This endpoint is used to fetch commits.

Examples:

curl "http://localhost:51000/api/v1/commits/commits.json?pid=Barbican&limit=1"

[
    1,
    2214,
    [
        {
            "Change-Id": [
                "I03080db776eb4c9c2991eca8f5df43f74eb6bf24"
            ],
            "author_date": 1507229976,
            "author_email_domain": "lists.openstack.org",
            "author_gravatar": "5718d97082d0499d42ea0a291c46ec40",
            "author_name": "OpenStack Proposal Bot",
            "ccid": "CxUDDwYYFQcOSwgbCgYFJQoIBhgHSgoWBBsfAAUGDU8aHhM-",
            "cid": "CxUDDwYYFQcOSwgbCgYFJQoIBhgHSgoWBBsfAAUGDU8aHhM-",
            "commit_msg": "Updated from global requirements",
            "committer_date": 1507229976,
            "committer_gravatar": "5718d97082d0499d42ea0a291c46ec40",
            "committer_name": "OpenStack Proposal Bot",
            "files_list": [
                "requirements.txt"
            ],
            "gitwebs": [
                "https://github.com/openstack/python-barbicanclient/commit/77eedac597fb99745751a049a11d0719c4b67a85"
            ],
            "line_modifieds": 2,
            "merge_commit": false,
            "metadata": [
                "Change-Id"
            ],
            "repos": [
                "python-barbicanclient:master"
            ],
            "sha": "77eedac597fb99745751a049a11d0719c4b67a85",
            "ttl": "0:00:00"
        }
    ]
]

/api/v1/tops/authors/bycommits

This endpoint is used to fetch the top authors list by the amount of commits. It makes more sense to use it with the pid or tid parameter.
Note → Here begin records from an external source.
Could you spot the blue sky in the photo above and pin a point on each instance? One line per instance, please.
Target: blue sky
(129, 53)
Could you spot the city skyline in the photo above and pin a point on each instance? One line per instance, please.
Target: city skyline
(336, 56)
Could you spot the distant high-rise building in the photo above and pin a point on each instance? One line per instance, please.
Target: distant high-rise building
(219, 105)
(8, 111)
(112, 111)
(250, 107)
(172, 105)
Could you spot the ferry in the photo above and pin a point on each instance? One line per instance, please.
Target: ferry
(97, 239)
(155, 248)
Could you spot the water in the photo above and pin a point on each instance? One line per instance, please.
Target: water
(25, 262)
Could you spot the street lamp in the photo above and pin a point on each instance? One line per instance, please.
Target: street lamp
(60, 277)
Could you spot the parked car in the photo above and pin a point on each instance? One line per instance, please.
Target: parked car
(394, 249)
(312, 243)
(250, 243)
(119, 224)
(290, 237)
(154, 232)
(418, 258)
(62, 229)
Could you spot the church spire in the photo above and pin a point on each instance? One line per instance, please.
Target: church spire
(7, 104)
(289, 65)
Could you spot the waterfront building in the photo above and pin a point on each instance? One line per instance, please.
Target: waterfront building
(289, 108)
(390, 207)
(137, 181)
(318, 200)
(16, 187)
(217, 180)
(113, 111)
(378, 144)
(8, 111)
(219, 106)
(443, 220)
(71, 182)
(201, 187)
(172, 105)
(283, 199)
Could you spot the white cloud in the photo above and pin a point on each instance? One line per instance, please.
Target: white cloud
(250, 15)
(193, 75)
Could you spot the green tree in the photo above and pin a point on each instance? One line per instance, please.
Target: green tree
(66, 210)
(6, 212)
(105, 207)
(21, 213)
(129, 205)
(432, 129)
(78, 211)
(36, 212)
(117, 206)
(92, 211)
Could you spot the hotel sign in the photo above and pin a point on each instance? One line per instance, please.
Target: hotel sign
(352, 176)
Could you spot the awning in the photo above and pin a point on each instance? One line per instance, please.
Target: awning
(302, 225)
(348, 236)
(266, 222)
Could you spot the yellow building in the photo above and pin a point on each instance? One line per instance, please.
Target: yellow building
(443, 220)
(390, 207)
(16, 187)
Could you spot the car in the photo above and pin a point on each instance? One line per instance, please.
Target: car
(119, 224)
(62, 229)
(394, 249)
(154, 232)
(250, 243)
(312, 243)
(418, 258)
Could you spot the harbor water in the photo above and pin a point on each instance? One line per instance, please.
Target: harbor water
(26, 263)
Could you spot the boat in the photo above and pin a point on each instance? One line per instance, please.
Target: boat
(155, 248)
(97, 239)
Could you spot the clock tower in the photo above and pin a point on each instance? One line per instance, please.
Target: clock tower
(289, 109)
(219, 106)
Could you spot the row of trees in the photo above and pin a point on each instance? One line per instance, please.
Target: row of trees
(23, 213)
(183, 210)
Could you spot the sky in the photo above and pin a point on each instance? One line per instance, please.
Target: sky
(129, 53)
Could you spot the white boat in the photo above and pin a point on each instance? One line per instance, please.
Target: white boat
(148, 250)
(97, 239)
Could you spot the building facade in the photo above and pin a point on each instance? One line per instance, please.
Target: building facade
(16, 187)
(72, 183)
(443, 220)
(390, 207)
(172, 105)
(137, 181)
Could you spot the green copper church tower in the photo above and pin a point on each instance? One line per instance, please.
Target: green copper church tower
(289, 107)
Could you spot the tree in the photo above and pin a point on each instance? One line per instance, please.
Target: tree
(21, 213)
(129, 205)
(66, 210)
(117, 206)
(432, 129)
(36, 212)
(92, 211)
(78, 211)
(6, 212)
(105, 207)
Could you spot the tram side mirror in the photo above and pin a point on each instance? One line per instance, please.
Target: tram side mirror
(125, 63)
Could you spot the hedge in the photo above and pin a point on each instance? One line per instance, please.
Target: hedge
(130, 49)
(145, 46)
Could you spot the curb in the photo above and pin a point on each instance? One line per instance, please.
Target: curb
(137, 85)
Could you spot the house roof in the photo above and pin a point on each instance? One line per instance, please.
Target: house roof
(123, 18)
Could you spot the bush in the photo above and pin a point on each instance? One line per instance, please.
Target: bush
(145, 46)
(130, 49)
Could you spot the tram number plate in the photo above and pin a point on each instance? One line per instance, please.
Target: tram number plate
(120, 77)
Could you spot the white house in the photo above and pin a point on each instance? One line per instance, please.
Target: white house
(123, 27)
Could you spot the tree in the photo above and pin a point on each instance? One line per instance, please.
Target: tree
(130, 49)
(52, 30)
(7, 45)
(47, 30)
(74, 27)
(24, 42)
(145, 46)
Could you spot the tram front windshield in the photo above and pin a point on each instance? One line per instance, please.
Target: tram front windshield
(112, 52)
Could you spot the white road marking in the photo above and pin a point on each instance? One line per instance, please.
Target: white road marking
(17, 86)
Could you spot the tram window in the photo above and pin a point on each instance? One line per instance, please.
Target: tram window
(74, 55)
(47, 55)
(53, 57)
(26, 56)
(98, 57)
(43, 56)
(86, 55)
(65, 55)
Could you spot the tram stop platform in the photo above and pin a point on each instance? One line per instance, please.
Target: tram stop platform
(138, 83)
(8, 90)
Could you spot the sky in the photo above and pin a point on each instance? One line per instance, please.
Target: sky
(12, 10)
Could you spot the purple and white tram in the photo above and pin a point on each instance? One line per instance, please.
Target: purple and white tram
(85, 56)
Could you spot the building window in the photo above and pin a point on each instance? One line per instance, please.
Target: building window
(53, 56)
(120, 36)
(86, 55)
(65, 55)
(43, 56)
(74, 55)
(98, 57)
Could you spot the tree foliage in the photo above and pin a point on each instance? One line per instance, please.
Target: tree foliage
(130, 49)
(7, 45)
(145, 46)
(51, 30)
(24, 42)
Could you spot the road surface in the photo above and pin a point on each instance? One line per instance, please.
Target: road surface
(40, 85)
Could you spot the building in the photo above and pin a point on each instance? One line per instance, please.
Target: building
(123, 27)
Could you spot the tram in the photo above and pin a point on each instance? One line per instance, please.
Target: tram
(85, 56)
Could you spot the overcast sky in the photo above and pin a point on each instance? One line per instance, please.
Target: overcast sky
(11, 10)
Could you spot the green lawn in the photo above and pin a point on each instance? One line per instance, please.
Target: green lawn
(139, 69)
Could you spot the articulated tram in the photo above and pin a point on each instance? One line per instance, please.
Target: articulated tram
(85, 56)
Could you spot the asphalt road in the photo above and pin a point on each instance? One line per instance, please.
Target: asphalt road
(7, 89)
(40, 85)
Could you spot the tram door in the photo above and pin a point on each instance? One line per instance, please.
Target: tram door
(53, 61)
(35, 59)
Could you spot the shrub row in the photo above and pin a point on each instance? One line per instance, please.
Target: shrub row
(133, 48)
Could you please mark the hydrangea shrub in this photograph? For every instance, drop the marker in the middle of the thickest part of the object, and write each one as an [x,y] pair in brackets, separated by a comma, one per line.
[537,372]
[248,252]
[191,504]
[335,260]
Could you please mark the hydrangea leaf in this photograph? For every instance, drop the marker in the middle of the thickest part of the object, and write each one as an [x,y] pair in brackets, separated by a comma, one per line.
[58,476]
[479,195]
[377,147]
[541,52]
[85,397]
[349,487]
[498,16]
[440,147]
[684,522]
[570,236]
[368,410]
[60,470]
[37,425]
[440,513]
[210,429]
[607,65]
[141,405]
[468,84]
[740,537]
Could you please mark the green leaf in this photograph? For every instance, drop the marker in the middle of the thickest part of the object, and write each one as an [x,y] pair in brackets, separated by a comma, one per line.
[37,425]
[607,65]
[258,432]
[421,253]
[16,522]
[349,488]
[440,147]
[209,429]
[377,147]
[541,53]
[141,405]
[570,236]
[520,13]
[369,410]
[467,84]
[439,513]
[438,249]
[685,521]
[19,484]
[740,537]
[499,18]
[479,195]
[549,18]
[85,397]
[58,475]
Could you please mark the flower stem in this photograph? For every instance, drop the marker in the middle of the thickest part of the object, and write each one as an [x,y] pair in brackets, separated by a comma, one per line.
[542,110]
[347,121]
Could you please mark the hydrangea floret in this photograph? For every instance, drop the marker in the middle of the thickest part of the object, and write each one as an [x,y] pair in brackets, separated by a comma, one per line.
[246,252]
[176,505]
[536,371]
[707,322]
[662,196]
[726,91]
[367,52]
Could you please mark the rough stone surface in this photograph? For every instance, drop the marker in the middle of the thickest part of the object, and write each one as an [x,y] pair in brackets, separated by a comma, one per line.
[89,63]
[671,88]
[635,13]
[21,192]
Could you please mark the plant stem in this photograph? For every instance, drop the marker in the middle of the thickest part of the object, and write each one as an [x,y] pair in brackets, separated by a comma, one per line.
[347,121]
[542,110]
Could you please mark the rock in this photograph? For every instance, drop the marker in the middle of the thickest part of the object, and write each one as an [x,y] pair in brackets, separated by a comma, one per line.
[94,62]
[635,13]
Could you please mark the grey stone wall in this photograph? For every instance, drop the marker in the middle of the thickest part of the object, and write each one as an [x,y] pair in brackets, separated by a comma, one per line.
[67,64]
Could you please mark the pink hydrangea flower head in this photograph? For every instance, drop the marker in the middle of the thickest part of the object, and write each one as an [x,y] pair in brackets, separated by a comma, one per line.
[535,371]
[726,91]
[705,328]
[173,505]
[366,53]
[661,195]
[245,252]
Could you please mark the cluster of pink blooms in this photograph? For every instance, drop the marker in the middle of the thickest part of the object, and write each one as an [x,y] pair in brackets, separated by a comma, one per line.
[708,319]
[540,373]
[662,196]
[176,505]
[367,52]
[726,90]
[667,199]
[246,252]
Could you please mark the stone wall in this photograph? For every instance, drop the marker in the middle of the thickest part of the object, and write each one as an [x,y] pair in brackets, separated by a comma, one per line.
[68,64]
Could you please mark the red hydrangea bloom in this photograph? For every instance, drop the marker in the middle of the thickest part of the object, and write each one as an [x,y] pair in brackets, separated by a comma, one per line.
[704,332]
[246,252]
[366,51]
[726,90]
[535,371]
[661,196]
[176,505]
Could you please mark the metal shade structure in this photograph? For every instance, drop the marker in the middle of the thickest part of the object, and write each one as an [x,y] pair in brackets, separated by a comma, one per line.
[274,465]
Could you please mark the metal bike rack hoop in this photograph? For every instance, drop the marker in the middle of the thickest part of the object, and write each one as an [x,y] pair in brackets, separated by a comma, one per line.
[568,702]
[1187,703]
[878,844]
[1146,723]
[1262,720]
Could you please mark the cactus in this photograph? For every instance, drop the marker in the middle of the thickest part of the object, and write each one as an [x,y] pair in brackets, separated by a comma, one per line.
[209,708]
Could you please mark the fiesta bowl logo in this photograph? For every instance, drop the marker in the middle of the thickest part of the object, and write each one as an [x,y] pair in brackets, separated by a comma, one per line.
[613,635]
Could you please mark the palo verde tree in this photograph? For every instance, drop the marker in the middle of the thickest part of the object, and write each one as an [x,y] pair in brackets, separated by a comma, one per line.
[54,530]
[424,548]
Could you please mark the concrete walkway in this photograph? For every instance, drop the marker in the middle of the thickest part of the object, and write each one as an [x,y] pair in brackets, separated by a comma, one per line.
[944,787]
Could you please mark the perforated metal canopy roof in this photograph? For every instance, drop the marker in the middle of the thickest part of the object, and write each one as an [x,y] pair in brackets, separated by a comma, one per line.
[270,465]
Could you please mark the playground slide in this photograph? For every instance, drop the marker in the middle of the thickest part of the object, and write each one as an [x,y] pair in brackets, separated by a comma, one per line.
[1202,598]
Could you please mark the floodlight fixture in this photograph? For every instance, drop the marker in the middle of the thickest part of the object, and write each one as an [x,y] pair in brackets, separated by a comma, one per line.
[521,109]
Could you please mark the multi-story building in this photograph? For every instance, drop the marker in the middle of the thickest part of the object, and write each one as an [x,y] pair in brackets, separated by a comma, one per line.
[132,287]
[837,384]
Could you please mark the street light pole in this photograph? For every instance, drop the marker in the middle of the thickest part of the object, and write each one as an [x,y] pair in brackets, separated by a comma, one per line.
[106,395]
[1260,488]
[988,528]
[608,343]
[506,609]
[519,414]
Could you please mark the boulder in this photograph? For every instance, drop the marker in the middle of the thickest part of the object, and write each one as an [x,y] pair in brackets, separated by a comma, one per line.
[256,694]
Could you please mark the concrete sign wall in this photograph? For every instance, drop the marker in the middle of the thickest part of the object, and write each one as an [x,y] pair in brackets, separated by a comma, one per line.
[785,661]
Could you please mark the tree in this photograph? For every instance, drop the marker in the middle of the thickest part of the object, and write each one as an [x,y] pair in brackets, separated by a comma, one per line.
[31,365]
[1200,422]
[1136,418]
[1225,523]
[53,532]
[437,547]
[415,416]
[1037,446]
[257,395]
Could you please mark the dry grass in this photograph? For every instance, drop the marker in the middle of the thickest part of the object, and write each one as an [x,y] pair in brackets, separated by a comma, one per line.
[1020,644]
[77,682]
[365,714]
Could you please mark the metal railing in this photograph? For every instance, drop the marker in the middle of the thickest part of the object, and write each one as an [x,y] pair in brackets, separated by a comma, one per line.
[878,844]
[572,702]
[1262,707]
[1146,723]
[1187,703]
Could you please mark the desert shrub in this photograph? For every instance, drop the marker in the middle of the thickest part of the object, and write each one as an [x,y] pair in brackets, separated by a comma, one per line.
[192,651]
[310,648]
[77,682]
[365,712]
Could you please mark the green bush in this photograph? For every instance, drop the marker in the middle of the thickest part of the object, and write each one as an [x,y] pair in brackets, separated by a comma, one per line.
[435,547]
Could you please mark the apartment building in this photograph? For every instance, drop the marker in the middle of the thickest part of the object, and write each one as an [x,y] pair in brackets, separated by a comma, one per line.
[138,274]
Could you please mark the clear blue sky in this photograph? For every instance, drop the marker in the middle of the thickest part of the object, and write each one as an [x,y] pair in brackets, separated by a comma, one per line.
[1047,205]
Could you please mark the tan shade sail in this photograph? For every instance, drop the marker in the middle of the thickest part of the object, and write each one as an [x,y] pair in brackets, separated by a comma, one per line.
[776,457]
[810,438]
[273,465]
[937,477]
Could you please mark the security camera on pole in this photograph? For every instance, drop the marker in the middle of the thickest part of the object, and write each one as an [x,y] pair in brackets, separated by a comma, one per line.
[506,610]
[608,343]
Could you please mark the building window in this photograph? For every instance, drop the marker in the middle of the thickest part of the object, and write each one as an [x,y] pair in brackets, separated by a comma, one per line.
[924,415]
curl "http://localhost:51000/api/v1/tops/authors/bycommits?pid=Barbican"

[
    {
        "amount": 73,
        "cid": "CxUDDwYYFQcOSwgbCgYFJQoIBhgHSgoWBBsfAAUGDU8aHhM-",
        "gravatar": "5718d97082d0499d42ea0a291c46ec40",
        "name": "OpenStack Proposal Bot"
    },
    {
        "amount": 39,
        "cid": "AAoTBhkNB0oIAw8RBQ4FBwcNNR4VBw4VERQPEUoGCQw-",
        "gravatar": "ae4be8ffcc6d487934c3df3d3708049a",
        "name": "Douglas Mendizabal"
    },
    {
        "amount": 35,
        "cid": "BRcHEh0LHAsXAxgGBB0kAgsAHABaBwoL",
        "gravatar": "0ac9841e2c93f631d5f5d88f2aed0910",
        "name": "Arash Ghoreyshi"
    },
    ...
]

This endpoint can also output to CSV.

curl "http://localhost:51000/api/v1/tops/authors/bycommits.csv?pid=Barbican"

amount,gravatar,name,cid
73,5718d97082d0499d42ea0a291c46ec40,OpenStack Proposal Bot,CxUDDwYYFQcOSwgbCgYFJQoIBhgHSgoWBBsfAAUGDU8aHhM-
39,ae4be8ffcc6d487934c3df3d3708049a,Douglas Mendizabal,AAoTBhkNB0oIAw8RBQ4FBwcNNR4VBw4VERQPEUoGCQw-
35,0ac9841e2c93f631d5f5d88f2aed0910,Arash Ghoreyshi,BRcHEh0LHAsXAxgGBB0kAgsAHABaBwoL
...

/api/v1/tops/authors/bylchanged

This endpoint is used to fetch the top authors list by the amount of lines changed. It makes more sense to use it with the pid or tid parameter.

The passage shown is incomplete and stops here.